台湾の選択

(中)「韓粉」が映す社会の分断 ネットが拍車

台湾総統選に敗れ、敗戦の弁を述べる国民党の韓国瑜・高雄市長(右から4人目)=11日、高雄市(共同)
台湾総統選に敗れ、敗戦の弁を述べる国民党の韓国瑜・高雄市長(右から4人目)=11日、高雄市(共同)

 「再集計、再集計だ!」

 台湾の最大野党、中国国民党の総統候補、韓国瑜(かん・こくゆ)高雄市長が11日深夜、敗戦の弁を述べると、選挙結果に激高した支持者から大声が上がった。
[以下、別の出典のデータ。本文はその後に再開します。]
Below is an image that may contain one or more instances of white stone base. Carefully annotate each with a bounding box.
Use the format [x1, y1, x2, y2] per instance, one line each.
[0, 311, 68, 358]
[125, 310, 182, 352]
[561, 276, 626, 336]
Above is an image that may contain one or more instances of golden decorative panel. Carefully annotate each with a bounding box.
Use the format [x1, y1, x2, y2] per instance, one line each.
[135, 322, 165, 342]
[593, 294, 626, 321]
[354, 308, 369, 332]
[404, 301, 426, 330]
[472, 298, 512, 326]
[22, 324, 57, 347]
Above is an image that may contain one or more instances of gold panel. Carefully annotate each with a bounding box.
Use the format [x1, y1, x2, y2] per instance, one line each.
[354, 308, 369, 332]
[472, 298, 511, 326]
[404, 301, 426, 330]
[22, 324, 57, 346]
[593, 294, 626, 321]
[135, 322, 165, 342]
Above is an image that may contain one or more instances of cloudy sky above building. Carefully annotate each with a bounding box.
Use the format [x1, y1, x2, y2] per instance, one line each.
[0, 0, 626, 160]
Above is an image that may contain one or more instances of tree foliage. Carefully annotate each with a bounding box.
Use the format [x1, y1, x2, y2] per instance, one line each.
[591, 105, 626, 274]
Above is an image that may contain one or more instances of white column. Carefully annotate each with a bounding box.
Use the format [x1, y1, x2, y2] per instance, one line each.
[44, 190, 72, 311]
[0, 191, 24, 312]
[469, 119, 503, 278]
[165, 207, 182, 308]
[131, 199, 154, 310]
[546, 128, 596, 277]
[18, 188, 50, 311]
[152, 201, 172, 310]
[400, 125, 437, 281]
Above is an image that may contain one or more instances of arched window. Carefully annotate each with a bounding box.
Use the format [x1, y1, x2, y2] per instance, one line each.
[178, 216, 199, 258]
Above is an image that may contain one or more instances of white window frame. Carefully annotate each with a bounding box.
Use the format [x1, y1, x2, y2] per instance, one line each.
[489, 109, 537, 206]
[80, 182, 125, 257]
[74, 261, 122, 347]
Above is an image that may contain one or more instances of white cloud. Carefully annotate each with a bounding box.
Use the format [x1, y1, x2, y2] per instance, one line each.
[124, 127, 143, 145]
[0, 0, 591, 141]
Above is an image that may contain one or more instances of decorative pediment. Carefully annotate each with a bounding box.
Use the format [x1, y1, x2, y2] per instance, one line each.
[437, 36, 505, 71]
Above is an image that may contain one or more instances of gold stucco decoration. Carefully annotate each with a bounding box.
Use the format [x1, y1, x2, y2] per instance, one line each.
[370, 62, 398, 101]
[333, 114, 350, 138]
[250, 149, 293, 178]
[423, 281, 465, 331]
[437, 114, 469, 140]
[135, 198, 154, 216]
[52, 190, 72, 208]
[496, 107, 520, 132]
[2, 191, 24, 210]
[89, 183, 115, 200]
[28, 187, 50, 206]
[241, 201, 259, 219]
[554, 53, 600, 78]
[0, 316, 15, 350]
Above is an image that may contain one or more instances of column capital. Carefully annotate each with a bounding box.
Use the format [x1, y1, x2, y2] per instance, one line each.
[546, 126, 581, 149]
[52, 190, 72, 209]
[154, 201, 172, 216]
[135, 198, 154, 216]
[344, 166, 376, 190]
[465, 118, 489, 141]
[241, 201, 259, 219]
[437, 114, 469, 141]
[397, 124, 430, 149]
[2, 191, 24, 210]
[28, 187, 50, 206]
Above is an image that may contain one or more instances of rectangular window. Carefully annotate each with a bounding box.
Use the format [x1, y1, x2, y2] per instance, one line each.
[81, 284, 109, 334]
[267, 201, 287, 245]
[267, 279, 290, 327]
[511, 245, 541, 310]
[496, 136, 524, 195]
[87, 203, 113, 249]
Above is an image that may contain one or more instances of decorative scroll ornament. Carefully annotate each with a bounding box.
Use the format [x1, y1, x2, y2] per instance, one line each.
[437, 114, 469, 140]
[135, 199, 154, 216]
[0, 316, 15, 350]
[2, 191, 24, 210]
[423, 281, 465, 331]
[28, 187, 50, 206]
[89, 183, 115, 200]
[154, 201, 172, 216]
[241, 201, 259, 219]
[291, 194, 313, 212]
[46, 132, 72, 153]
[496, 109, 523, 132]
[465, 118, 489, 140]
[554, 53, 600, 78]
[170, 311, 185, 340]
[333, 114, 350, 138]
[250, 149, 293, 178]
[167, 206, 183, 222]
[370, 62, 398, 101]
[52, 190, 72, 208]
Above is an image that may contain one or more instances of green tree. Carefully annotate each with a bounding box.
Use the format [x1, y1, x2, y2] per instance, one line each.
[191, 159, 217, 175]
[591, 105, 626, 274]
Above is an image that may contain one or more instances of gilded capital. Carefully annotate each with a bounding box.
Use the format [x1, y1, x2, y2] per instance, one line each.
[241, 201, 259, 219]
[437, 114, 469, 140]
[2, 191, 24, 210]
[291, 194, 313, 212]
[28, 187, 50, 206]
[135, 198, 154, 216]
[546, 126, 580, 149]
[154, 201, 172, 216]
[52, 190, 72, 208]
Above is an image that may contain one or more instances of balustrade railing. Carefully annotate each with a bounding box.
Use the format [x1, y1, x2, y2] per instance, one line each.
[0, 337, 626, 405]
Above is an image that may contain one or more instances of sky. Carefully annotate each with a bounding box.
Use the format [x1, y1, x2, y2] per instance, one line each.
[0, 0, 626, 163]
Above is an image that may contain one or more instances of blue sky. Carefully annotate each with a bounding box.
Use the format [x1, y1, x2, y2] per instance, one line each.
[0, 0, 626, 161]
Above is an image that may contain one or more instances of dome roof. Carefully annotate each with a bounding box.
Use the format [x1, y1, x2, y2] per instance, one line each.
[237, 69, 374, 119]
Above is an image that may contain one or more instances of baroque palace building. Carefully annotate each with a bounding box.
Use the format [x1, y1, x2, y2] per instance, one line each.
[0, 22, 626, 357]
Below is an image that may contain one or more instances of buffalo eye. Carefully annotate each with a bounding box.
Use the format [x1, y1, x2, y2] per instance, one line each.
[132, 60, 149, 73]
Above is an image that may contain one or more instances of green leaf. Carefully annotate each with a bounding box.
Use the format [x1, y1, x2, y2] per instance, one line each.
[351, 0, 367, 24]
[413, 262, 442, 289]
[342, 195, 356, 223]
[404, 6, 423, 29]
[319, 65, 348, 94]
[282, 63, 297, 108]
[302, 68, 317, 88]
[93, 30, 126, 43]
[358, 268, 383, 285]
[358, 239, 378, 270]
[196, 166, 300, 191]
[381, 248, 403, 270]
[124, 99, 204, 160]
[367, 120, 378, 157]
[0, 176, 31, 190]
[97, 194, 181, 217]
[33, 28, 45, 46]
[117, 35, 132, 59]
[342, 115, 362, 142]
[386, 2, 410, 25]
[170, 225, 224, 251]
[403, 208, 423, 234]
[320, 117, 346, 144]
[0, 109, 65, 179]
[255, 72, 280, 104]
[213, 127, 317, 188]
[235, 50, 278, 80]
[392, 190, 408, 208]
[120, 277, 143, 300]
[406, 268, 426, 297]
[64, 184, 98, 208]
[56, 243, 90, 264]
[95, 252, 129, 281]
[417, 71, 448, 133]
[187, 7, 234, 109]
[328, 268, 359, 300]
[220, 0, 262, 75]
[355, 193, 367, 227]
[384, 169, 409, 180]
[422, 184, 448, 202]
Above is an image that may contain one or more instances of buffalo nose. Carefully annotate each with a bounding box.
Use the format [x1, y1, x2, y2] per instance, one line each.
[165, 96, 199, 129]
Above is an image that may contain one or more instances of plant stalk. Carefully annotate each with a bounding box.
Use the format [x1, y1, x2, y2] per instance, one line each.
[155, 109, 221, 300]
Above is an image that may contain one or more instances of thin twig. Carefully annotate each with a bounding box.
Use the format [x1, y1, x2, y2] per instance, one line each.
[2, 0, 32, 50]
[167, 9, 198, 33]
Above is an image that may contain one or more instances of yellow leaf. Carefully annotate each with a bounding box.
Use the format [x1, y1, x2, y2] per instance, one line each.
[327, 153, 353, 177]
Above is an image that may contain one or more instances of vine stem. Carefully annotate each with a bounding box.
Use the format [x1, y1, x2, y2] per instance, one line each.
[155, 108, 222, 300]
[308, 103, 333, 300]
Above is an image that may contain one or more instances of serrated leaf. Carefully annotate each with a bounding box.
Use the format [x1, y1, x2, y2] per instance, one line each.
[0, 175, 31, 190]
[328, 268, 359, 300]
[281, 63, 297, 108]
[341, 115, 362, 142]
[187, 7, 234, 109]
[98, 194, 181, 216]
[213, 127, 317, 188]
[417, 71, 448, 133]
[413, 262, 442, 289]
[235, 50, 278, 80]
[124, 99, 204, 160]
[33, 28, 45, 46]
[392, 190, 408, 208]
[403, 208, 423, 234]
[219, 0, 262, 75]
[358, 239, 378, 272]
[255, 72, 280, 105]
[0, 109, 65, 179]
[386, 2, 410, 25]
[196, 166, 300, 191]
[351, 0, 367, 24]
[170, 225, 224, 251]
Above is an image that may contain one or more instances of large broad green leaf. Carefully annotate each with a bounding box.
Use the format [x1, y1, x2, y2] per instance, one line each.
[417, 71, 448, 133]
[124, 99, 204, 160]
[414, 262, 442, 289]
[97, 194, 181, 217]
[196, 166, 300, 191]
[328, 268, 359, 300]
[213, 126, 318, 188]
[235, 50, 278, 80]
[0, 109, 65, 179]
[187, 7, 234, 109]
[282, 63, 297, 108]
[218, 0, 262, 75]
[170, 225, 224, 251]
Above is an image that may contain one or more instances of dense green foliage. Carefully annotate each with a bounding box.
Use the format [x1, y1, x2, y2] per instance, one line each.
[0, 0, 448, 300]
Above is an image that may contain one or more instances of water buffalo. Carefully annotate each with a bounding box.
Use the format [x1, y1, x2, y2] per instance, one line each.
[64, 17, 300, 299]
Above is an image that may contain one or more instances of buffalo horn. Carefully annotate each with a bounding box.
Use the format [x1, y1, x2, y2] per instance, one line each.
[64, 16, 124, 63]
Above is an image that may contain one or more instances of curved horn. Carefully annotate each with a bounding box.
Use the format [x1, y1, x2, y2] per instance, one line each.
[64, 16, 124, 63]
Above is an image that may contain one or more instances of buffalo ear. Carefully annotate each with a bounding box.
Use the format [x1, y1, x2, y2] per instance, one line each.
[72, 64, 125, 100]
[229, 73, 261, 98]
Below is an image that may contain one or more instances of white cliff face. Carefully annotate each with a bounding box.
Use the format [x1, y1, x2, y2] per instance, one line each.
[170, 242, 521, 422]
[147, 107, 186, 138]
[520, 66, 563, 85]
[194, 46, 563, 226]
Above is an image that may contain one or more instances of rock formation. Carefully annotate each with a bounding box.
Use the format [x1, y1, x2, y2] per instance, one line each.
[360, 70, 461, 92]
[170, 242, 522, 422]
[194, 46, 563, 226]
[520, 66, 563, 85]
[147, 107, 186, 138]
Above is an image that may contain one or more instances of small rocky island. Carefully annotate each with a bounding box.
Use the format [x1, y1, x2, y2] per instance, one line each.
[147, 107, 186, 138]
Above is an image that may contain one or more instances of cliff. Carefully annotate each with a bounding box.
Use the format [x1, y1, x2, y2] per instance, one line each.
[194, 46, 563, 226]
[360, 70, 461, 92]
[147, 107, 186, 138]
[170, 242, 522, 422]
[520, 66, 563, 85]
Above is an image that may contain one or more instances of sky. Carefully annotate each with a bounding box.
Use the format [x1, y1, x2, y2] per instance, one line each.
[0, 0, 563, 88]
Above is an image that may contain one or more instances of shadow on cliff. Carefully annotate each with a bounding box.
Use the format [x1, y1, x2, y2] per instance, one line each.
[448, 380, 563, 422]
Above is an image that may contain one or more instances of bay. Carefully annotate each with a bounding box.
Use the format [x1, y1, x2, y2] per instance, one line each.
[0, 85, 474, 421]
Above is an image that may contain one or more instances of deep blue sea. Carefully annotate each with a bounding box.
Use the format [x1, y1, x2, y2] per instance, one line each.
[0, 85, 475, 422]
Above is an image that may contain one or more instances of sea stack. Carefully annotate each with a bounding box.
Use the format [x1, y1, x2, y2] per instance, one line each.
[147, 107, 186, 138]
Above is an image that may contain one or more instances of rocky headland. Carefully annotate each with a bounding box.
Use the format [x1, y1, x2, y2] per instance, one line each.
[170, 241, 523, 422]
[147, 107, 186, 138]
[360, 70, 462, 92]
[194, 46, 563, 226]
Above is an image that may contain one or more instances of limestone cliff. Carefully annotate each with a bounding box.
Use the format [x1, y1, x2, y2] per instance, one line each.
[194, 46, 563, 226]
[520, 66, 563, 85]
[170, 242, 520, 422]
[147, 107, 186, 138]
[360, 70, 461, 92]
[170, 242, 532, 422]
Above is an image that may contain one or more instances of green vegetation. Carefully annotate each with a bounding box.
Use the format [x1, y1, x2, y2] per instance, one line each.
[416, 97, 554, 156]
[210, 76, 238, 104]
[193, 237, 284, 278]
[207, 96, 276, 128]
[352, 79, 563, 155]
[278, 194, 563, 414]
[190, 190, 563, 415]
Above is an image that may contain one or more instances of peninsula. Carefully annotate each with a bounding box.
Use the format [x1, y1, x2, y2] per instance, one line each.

史上最多817万票で当選した蔡英文(さい・えいぶん)総統と韓氏との差は265万票、得票率は18・5ポイントの大差がついた。それでも熱狂的な「韓粉(韓ファン)」は納得しなかった。当局は暴動に備え、多数の警察官を配備していた。

 韓粉は推計120万~300万人。昨年春の予備選中、韓氏が全土で開いた集会に特定の6万人が毎回、参加していたとの分析もある。戦後に中国大陸から台湾に来た「外省人」のうち、退役軍人や公務員、低所得者が多いとされる。